With natural gas improving significantly over the second quarter, and crude oil bouncing off long-term support, we could continue to see strong bullish opportunities in energy producers as well as transmission, storage and refining stocks.
Financials For a Bounce…
The financial sector represents another short-term bullish area that we are active in.
As traders react to the prospects of a temporary European resolution (key word being temporary), sentiment levels for banks could be in for a dramatic shift.
PE ratios for regional and national banks are at levels that reflect a significant amount of uncertainty for the industry. But meanwhile, bank profits have continued to hold up well, and most bank stocks are paying attractive dividends.
There is still too much balance sheet (and off-balance sheet) risk for these stocks to once again be considered "widow & orphan" safety investments. But a decent yield and relative value, along with a shift in the Europe perspective, should be enough to keep bank stocks in an uptrend at least for the next few weeks.
On Friday, we took a long position in both Wells Fargo (NYSE:WFC) as well as U.S. Bancorp (NYSE:USB). Both positions were set up and communicated to Live Feed subscribers before the open. Both WFC and USB gapped through our stop / limit buy orders but pulled back during the session to hit our limit prices before trading higher to close out the quarter.
As long as the major banks avoid an ugly earnings season, and barring any immediate reversal of fortune in Europe, banking stocks should continue to melt higher. We're not expecting a major long-term trend to hold up, but given the attractive yield and sentiment shift, we should be able to capture a number of profitable trades.
High-Profile Retail Stocks Still Weak
On the retail side, there are a number of popular growth stocks that are tracing out major topping patterns.
Many of these names have held up well as the higher-end U.S. consumer has continued to spend. But as the economy grinds back toward a recessionary environment, these stocks are now coming under pressure.
We have been short COH for more than a month now, with half profits already taken off the table and a trend position continuing to run for the second half.

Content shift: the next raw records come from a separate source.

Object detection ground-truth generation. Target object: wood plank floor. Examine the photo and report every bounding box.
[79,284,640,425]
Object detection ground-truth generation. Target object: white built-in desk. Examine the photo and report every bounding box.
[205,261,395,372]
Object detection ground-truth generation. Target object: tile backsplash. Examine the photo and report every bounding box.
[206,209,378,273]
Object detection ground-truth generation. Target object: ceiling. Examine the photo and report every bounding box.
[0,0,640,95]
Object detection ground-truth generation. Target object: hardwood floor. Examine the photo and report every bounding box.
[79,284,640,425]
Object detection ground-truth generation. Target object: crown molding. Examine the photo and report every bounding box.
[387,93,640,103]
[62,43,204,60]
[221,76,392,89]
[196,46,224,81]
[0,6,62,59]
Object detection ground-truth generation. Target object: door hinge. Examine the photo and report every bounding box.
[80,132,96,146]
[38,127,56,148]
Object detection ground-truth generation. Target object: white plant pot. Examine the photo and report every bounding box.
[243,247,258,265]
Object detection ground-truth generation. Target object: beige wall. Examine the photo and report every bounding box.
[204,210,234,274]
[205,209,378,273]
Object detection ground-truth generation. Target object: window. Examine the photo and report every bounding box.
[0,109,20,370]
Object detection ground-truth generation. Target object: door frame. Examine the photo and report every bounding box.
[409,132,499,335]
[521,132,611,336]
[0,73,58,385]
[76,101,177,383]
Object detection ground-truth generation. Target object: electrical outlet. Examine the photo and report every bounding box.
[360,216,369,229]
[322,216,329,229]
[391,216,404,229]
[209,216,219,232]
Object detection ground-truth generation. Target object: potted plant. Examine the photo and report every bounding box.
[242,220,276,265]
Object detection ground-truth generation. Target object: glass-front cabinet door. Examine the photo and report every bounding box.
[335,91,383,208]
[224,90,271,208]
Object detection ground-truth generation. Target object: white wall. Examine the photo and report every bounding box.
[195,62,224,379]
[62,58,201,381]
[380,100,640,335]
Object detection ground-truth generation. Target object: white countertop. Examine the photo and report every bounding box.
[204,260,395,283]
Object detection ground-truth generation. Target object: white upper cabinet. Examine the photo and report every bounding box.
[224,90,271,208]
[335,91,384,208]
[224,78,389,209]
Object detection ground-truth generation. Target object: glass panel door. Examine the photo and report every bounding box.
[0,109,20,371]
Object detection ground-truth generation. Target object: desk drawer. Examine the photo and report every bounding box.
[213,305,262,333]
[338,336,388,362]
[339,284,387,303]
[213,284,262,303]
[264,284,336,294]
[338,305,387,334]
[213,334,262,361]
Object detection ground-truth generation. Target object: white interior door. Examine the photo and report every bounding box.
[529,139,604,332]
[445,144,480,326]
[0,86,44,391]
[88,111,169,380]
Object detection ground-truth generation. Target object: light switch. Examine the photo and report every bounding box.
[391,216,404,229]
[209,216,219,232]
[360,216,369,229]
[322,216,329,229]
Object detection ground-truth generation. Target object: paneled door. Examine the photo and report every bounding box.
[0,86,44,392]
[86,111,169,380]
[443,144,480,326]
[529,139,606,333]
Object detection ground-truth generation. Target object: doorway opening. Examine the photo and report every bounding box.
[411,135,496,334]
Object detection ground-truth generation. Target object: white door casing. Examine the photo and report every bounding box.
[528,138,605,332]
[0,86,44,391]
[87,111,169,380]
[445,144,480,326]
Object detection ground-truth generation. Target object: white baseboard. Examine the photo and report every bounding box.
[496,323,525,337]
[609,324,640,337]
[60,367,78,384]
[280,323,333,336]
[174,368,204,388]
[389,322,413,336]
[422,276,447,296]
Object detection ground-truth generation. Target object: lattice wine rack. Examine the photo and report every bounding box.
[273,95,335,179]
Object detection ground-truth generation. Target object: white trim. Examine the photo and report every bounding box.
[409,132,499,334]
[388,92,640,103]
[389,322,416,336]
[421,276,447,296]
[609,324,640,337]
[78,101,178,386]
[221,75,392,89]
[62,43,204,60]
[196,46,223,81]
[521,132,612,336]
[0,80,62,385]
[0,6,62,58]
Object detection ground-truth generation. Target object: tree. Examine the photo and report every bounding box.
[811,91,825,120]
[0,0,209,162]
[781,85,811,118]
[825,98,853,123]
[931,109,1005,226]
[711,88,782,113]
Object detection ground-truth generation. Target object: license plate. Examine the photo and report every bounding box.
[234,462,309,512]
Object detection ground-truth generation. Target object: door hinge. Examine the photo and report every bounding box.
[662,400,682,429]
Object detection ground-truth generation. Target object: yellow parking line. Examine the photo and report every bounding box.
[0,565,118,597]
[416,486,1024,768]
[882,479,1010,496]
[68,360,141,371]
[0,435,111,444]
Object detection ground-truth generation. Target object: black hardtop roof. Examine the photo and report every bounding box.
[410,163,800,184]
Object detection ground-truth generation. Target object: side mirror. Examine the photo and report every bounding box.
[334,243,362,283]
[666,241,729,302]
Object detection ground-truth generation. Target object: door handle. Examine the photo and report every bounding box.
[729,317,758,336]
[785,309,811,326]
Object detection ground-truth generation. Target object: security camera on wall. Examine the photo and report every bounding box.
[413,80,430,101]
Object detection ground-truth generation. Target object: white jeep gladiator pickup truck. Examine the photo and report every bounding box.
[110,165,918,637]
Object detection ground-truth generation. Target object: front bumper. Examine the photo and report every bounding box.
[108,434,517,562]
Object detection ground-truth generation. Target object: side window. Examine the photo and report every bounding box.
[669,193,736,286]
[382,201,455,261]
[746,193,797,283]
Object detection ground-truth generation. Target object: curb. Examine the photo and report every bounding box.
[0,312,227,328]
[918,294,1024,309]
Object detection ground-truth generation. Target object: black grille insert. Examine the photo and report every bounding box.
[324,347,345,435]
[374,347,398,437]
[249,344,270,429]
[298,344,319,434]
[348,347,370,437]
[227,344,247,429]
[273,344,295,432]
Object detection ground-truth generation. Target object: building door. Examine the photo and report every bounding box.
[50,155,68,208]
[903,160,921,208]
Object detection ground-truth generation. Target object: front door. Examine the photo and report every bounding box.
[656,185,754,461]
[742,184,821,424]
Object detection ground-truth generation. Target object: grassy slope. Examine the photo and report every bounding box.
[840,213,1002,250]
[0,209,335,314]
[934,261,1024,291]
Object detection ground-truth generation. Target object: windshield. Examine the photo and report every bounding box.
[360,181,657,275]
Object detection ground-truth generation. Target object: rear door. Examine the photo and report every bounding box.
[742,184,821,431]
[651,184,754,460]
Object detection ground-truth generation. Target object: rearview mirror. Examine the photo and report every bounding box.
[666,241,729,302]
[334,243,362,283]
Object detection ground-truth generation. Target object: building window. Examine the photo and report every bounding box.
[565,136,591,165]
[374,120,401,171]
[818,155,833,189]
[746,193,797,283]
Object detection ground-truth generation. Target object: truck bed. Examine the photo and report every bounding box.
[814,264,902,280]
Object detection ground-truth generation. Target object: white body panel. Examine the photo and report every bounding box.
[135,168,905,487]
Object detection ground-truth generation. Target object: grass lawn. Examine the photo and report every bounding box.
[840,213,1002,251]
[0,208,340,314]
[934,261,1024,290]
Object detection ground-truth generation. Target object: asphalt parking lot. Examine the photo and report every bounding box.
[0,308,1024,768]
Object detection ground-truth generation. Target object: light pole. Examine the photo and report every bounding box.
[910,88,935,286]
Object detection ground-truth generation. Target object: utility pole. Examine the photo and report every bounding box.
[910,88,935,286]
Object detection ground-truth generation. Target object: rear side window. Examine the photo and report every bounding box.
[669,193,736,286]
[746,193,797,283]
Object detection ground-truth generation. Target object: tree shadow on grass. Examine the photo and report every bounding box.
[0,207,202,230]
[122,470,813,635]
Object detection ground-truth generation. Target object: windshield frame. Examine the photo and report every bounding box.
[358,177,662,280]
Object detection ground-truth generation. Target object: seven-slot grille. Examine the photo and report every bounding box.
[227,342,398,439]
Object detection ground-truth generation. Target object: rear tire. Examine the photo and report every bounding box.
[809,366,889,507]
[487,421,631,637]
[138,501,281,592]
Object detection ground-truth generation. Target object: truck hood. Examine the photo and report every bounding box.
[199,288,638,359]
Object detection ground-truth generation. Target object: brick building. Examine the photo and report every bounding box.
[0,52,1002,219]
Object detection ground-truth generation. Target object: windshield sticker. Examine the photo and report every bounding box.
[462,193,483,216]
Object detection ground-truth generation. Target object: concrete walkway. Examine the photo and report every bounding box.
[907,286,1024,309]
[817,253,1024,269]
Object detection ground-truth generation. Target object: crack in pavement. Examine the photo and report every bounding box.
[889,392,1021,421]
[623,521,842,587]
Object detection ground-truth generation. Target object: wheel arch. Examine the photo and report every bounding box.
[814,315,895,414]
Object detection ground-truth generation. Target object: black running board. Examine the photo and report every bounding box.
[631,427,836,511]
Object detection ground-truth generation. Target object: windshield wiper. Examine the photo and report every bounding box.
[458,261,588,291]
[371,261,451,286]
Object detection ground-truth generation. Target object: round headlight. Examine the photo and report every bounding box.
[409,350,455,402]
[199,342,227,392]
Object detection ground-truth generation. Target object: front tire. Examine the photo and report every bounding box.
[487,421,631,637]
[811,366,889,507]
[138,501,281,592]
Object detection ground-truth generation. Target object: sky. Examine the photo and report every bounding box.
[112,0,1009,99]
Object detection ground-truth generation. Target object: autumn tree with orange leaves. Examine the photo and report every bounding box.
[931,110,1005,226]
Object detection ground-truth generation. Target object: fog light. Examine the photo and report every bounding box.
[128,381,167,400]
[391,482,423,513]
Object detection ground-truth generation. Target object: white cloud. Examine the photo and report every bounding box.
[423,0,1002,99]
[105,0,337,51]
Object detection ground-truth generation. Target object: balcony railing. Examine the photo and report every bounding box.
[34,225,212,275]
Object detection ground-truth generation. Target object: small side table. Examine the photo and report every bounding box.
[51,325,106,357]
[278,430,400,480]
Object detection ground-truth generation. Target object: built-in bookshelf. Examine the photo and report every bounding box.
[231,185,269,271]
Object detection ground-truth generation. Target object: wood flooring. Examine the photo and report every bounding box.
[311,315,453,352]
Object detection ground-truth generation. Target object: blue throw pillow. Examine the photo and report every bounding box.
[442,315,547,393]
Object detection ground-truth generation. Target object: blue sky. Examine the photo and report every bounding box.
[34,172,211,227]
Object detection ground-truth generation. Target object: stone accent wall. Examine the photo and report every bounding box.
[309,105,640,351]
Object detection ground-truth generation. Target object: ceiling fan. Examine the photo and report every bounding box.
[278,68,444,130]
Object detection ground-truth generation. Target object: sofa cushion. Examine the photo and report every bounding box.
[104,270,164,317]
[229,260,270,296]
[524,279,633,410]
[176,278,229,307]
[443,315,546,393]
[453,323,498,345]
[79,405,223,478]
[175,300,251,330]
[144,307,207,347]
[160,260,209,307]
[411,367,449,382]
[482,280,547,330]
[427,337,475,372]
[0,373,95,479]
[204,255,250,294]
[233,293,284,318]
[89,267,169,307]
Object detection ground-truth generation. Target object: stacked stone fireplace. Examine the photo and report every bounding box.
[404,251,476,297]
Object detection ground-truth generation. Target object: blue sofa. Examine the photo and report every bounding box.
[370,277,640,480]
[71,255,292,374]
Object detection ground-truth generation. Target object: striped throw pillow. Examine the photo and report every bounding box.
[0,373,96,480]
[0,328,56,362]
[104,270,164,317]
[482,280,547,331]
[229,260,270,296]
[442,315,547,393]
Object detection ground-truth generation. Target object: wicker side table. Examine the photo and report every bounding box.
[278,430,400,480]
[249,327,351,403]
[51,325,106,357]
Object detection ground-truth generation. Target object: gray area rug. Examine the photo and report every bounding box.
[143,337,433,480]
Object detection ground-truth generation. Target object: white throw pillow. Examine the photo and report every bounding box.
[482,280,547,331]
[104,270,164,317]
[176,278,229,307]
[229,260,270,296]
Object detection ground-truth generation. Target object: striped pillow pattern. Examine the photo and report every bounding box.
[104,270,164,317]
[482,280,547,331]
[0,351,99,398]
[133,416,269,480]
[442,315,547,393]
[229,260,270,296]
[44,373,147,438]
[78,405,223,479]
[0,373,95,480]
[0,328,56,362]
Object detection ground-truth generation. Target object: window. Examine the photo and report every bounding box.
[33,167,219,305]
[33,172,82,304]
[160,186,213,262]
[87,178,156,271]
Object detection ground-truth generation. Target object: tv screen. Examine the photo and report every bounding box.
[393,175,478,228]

The luxury handbag maker sliced through a key support level last week before rebounding Friday in-line with the rest of the market. With partial profits already taken off the table, and 14% unrealized profits on the second half, we have the ability to give this trending position some elbow room, while still guaranteeing an even larger profit on the second half if we are stopped out.
LULU looks particularly interesting after breaking sharply below the 200 EMA last week, and then staging a half-hearted rally on Friday. If the stock can hold up for another session or two, we should have a good opportunity to enter with a relatively tight risk envelope and plenty of room for the stock to drop.
Heading towards the open, S&P futures are pointing to a flat start to the second quarter. Trading desks will likely be manned by second-string professionals this week as record heat and a holiday week gives most traders an excuse to hit the Hamptons early.
We're keeping our exposure light as well, and watching to see if the market's new strength has legs, or simply sets up better entries for our short candidates.